Fork/join example in Java

To see fork/join example, let's imagine following problem: we have a very long text saved in a .txt file. We want to count the number of times when each word appears in this text: "x s s x x x e r t s x". To do so, we'll begin by defining test case:

public class ForkJoinTest {

  @Test
  public void should_correctly_compute_words_occurrences_in_sample_text_with_only_one_subtasks_recursion() {
    int maxThreads = 5;
    ForkJoinPool forkJoinPool = new ForkJoinPool(maxThreads);
    Map<String, Integer> result = forkJoinPool.invoke(new Reader(22, "x s s x x x e r t s x"));

    checkCommonLetters(result);
  }

  @Test
  public void should_correctly_compute_words_occurrences_when_several_subtasks_are_created_recursively_for_odd_number_of_words() {
    int maxThreads = 5;
    ForkJoinPool forkJoinPool = new ForkJoinPool(maxThreads);
    Map<String, Integer> result = forkJoinPool.invoke(new Reader(2, "x s s x x x e r t s x"));

    checkCommonLetters(result);
  }

  @Test
  public void should_correctly_compute_words_occurrences_when_several_subtasks_are_created_recursively_for_even_number_of_words() {
    int maxThreads = 5;
    ForkJoinPool forkJoinPool = new ForkJoinPool(maxThreads);
    Map<String, Integer> result = forkJoinPool.invoke(new Reader(2, "x s s x x x e r t s x f"));

    checkCommonLetters(result);
    assertThat(result.get("f").intValue()).isEqualTo(1);
  }

  private void checkCommonLetters(Map<String, Integer> result) {
    assertThat(result.get("x").intValue()).isEqualTo(5);
    assertThat(result.get("s").intValue()).isEqualTo(3);
    assertThat(result.get("e").intValue()).isEqualTo(1);
    assertThat(result.get("r").intValue()).isEqualTo(1);
    assertThat(result.get("t").intValue()).isEqualTo(1);
  }

}

The cases haven't nothing mysterious and interesting.
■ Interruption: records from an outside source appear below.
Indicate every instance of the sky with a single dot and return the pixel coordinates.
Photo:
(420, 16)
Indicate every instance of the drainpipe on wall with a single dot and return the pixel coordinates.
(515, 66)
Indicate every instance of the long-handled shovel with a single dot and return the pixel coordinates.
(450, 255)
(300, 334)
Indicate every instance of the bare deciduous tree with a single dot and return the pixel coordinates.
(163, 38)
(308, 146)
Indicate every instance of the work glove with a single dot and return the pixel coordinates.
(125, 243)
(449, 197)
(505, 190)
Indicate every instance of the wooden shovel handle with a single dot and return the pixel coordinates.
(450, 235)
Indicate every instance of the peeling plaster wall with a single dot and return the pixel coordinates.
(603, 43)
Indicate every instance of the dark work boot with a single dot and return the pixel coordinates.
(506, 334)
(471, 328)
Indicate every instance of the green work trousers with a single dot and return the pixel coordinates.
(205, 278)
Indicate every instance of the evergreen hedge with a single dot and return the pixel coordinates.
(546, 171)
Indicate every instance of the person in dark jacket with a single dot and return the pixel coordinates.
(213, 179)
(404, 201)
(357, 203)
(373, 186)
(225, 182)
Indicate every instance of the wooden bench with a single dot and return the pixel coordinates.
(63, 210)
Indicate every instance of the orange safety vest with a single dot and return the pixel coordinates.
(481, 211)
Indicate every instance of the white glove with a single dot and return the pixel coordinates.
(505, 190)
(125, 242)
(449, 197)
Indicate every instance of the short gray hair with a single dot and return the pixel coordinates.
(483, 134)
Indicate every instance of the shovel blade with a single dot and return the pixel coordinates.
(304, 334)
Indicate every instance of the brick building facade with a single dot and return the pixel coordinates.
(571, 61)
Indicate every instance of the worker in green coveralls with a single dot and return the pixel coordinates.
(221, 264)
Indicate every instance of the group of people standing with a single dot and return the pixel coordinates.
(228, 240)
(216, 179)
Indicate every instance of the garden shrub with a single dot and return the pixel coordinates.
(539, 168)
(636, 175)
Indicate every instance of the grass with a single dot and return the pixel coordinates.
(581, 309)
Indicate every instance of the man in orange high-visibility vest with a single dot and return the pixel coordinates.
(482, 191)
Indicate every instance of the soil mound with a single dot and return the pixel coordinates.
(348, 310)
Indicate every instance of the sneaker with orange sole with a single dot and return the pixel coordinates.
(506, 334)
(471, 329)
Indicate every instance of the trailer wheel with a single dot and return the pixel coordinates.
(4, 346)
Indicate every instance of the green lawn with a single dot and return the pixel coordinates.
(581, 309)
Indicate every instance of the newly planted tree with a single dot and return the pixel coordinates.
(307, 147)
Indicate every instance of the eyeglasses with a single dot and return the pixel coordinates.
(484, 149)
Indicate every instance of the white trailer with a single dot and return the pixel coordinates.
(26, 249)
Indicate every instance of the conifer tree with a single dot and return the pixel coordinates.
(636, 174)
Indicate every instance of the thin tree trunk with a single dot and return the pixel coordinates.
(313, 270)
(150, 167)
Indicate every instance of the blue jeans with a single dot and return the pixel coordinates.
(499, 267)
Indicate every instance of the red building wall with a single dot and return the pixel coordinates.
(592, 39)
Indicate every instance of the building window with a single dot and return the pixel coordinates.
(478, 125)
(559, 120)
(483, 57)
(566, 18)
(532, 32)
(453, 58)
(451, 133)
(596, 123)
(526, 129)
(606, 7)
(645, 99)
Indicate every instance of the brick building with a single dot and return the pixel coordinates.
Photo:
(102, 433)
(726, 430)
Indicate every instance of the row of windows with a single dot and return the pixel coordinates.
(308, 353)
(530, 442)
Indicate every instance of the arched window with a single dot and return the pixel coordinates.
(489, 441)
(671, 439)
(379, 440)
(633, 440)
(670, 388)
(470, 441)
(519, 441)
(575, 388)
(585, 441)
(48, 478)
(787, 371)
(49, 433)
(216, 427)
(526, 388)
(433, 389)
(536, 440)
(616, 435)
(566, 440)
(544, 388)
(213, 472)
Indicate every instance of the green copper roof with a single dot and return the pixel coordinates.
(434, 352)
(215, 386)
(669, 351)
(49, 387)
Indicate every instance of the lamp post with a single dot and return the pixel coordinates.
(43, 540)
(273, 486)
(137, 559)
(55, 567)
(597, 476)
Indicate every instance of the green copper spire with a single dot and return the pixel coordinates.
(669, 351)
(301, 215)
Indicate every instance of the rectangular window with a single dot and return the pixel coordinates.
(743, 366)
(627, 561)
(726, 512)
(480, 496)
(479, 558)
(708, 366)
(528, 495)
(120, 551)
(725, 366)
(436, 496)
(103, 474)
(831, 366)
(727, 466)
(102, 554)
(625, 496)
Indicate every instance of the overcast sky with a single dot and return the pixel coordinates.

More interesting code is written in the side of recursive task submitted to ForkJoinPool, called Reader. You can observe there well the situation when we divide our analyzed text to much smaller texts. We do so until coming to the moment when there are nothing to divide and we can tell that given word is present only once in the text. These recursive calls are used further to compute total number of word occurrences in analyzed text:

public class Reader extends RecursiveTask<Map<String, Integer>> {

  private final int maxWordsInText;
  private final String text;

  public Reader(int maxWordsInText, String text) {
    this.maxWordsInText = maxWordsInText;
    this.text = text;
  }

  @Override
  protected Map<String, Integer> compute() {
    List<Reader> subtasks = getSubtask();
    // We can't divide on more tasks
    if (subtasks.size() == 1) {
      return ImmutableMap.of(text, 1);
    }
    // Otherwise, consume the result of each tasks which thanks to recursion will always return a map with single element
    subtasks.forEach((subtask) -> subtask.fork());
    Map<String, Integer> words = new HashMap<>();
    for (Reader subtask : subtasks) {
      Map<String, Integer> subtaskWords = subtask.join();
      subtaskWords.forEach(new WordOccurrenceConsumer(words));
    }
    return words;
  }

  private List<Reader> getSubtask() {
    List<Reader> readers = new ArrayList<>();
    for (String words  : StringHelper.getWords(text, maxWordsInText)) {
      readers.add(new Reader(maxWordsInText, words));
    }
    return readers;
  }

}

Fork/join framework is Java implementation of divide and conquer mechanism, used in binary search or mergesort algorithms. Firstly, we discovered some basic principles of this mechanism. Thanks to them we were able to better understand the working of fork/join framework which was described in the second part. The last part proved by simple test case how to use ForkJoinPool to count the number of words occurrences in given text.